Several retrospective feasibility studies have reported a high concordance of genomic alterations between tissue- and ctDNA-based profiling in patients with advanced BTC. The study reported by Thomas J. Ettrich, MD, of Ulm Univrsity Hospital, and colleagues, indicated that the mutations detected in 23 blood-tumor pairs were concordant in 74% of patients, with a higher concordance in patients with iCCA (92%) vs those who had eCCA (55%).12 Rikke Fredslund Andersen, MD, of the University of Southern Denmark, reported a 100% concordance between tissue- and blood-based sequencing in 5 patients.13

A larger retrospective study reported that overall concordance was higher between ctDNA and metastatic site tissue DNA than between ctDNA and primary tumor DNA (78% vs 65% for TP53 mutations; 100% vs 74% for KRAS alterations; and 100% vs. 87% for PIK3CA mutations),10 suggesting that ctDNA possibly detects the additional mutations developed in metastatic tumors. These studies provide preliminary evidence that ctDNA-based genomic profiling can be utilized for therapy selection in patients with advanced BTC.

Studies investigating the efficacy of ctDNA-guided therapies in patients with advanced BTC are sparse. Ryosuke Okamura, MD, of the UC San Diego Moores Cancer Center, reported the presence of at least 1 targetable alteration in 76% of patients (n = 54/71) who underwent ctDNA-based profiling.10 This study also reported a significantly longer PFS (HR, 0.60; 95% CI, 0.37-0.99; P = .047 ) and higher DCR (61% vs 35%, respectively; P = .04) in patients who received genomic target–matched therapies vs patients treated with unmatched therapies. However, this study did not report the proportion of patients receiving ctDNA-guided systemic therapy.11

Another potential application of ctDNA in advanced BTC is monitoring for the emergence of resistance. Lipika Goyal, MD of Massachusetts General Hospital, analyzed serial ctDNA samples in 3 patients with advanced iCCA who were enrolled in a phase 2 study (NCT02150967) of the FGFR inhibitor BGJ398. The patients were able to achieve significant tumor shrinkage while on the agent. ctDNA samples were collected at baseline and at the time of radiologic progression.14 The serial ctDNA analysis identified the appearance of de novo point mutations in the FGFR2 gene, conferring resistance to BGJ298 that coincided with radiologic progression. Similarly, the study by Ettrich also showed a shift in the mutational profile—63% of therapy-naïve patients had their mutational profile change when treated with first-line chemotherapy. Furthermore,a significant correlation was reported between the ctDNA variant allele frequency and PFS.12 These studies provide early evidence of the feasibility of monitoring genomic tumor evolution in patients who are receiving targeted therapies.
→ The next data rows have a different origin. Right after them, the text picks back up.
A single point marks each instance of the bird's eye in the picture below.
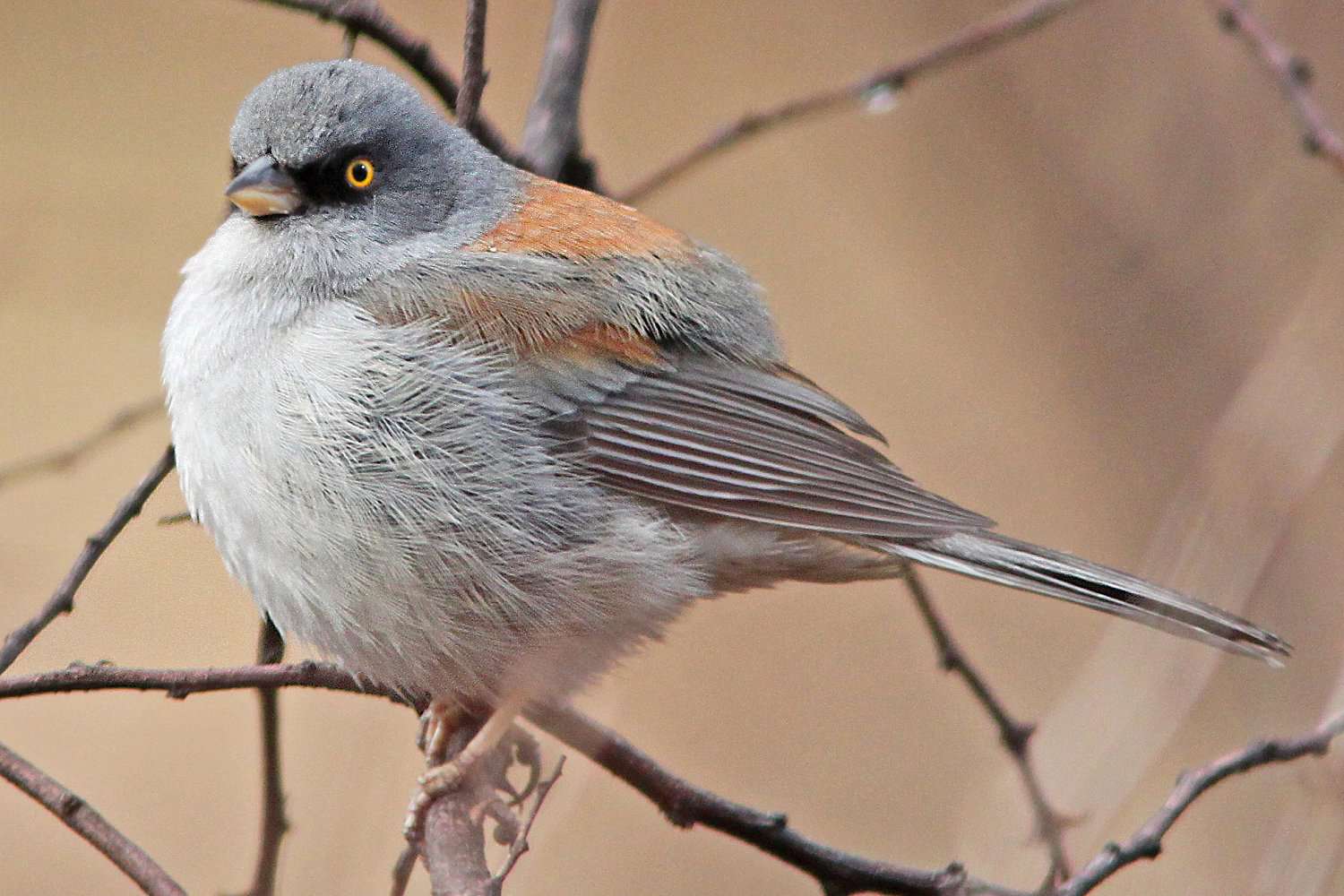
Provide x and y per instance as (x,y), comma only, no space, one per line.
(359,174)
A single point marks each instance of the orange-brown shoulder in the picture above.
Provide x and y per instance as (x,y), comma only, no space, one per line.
(599,343)
(556,220)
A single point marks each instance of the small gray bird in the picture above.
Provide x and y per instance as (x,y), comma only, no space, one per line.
(478,435)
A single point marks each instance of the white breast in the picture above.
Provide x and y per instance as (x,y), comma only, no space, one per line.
(387,497)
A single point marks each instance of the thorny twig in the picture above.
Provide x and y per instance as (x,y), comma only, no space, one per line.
(366,18)
(551,142)
(85,821)
(1013,734)
(683,802)
(521,845)
(66,457)
(1147,841)
(970,40)
(62,600)
(271,649)
(473,66)
(1292,73)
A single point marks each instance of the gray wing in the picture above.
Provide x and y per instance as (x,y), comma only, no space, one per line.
(741,443)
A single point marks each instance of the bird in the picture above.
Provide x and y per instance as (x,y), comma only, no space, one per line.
(478,435)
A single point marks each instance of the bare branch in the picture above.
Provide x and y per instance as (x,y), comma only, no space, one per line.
(551,134)
(85,821)
(975,39)
(1013,734)
(453,841)
(366,18)
(183,683)
(66,457)
(403,868)
(271,649)
(680,801)
(1292,73)
(687,805)
(473,66)
(521,844)
(62,600)
(1147,841)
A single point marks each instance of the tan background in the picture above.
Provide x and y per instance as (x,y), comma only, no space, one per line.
(1043,276)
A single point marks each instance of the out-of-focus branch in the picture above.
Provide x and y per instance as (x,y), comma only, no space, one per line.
(1147,841)
(685,804)
(368,19)
(62,600)
(66,457)
(473,66)
(975,39)
(551,142)
(85,821)
(271,649)
(1013,734)
(680,801)
(1292,73)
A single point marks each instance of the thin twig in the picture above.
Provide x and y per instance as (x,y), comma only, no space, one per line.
(66,457)
(1292,73)
(986,35)
(402,869)
(473,66)
(183,683)
(521,844)
(85,821)
(1013,734)
(62,600)
(685,805)
(551,142)
(367,19)
(1147,841)
(271,649)
(680,801)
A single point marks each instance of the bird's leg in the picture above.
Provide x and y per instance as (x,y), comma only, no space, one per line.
(437,723)
(443,778)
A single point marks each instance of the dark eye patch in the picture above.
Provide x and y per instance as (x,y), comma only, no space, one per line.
(324,179)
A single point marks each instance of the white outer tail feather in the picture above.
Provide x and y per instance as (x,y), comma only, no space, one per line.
(995,557)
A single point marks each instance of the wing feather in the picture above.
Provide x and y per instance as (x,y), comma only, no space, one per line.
(741,443)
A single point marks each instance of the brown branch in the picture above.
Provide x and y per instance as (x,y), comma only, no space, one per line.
(1148,841)
(680,801)
(85,821)
(271,649)
(1292,73)
(62,600)
(551,142)
(66,457)
(975,39)
(453,841)
(687,805)
(473,66)
(1013,734)
(521,844)
(183,683)
(366,18)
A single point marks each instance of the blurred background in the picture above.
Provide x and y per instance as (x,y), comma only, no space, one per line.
(1088,284)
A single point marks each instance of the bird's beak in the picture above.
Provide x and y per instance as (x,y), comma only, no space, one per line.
(263,188)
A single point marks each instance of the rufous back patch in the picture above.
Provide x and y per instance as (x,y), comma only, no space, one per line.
(607,341)
(556,220)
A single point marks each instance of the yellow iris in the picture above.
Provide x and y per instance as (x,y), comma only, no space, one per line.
(359,174)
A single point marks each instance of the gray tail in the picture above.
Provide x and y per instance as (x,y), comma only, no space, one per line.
(995,557)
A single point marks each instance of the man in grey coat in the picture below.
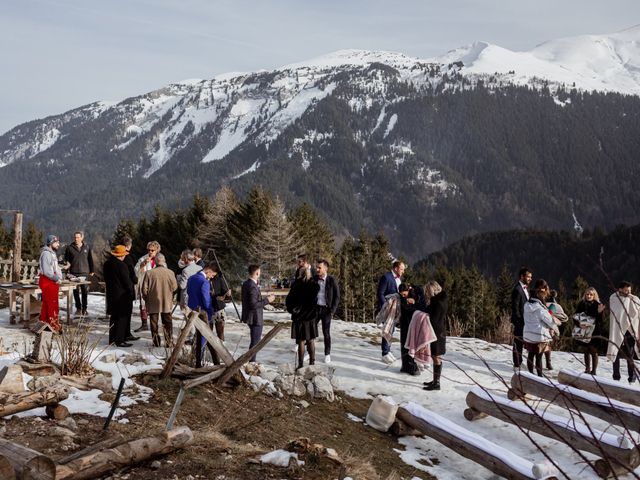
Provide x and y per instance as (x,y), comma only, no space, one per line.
(157,290)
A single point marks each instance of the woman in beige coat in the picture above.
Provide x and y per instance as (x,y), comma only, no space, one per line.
(157,290)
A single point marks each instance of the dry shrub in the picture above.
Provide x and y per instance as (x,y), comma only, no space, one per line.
(76,348)
(457,327)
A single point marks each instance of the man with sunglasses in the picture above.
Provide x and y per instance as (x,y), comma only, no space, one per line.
(145,263)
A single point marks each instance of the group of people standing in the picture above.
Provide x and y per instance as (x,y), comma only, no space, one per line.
(313,300)
(536,316)
(78,262)
(421,315)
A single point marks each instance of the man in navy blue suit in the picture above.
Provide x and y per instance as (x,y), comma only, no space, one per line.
(387,285)
(199,298)
(252,305)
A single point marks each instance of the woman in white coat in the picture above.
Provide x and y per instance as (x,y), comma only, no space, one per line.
(538,325)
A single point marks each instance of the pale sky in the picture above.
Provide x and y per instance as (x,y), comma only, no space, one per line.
(60,54)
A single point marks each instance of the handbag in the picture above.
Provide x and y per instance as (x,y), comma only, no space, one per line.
(583,331)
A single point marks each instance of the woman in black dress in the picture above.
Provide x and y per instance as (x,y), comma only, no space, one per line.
(591,306)
(436,300)
(301,303)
Despite this encouraging preliminary data, several barriers stand in the way of adopting ctDNA-guided therapy in clinical practice. One critical question is the extent to which the genomic alterations detected by ctDNA analysis reflect the tumor biology. Furthermore, a variety of technical and biological factors influence the ctDNA assay and can result in false-positive or false-negative results. The analytical sensitivity of the assay continues to represent a significant hurdle, especially in patients with a low tumor burden or tumors in the sanctuary sites (e.g., peritoneal disease) who have a low frequency of target alterations.

Prospective trials have to address these issues and validate the utility of ctDNA-guided therapy in advanced BTC. Regardless, ctDNA technology presents a unique opportunity to help improve the treatment of patients with advanced BTC.